Per il Tribunale, infatti, il recesso del datore di lavoro deve ritenersi nullo per violazione della normativa emergenziale. Ebbene, ricorda il giudice, il divieto di licenziamento, dapprima introdotto con l’articolo 46 del Dl Cura Italia, è stato confermato ed esteso con l’articolo 80 del Dl Rilancio e con l’articolo 14 del Dl Agosto. Quest’ultimo, in particolare, aveva circoscritto poi il divieto ai datori di lavoro che non avevano beneficiato dei trattamenti di integrazione salariale riconducibili all’emergenza da Covid-19. (Il blocco dei licenziamenti è stato poi ulteriormente prorogato, prima dal Dl Ristori, poi dalla legge di Bilancio 2021 e, da ultimo, dal Dl Sostegni, che ne ha fissato il termine al 30 giugno 2021).

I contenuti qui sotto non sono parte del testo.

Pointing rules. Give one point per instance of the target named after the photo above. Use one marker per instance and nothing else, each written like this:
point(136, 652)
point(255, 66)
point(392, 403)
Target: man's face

Il caso di specie si colloca sotto la finestra temporale coperta dal Dl Agosto e, secondo il giudice, possono porsi dei dubbi circa l’interpretazione della circoscrizione della portata del divieto alla mancata fruizione dei trattamenti speciali di integrazione salariale. Ad ogni modo, il datore di lavoro avrebbe al più potuto dimostrare di «rientrare nelle categorie di datori di lavoro a cui la normativa emergenziale parrebbe aver consentito il licenziamento».

Ciò però non è avvenuto. Di conseguenza si è palesata la violazione da parte del datore di lavoro della normativa emergenziale, la quale deve essere ritenuta norma imperativa che, ponendo «un divieto a tutela di fondamentali interessi sociali, non può che comportare la nullità del licenziamento in forza dell’art. 1324 cc, a mente del quale le norme dettate in materia di contratti si osservano anche per gli atti unilaterali, quali per l’appunto l’atto di recesso datoriale». In tal caso, pertanto, il rimedio è quello di all’articolo 2 comma 1 del D.lgs. n. 23/2015 (Jobs Act), che «prevede la massima sanzione (reintegra e risarcimento) in relazione, tra le altre ipotesi, ai casi di “nullità espressamente previsti dalla legge".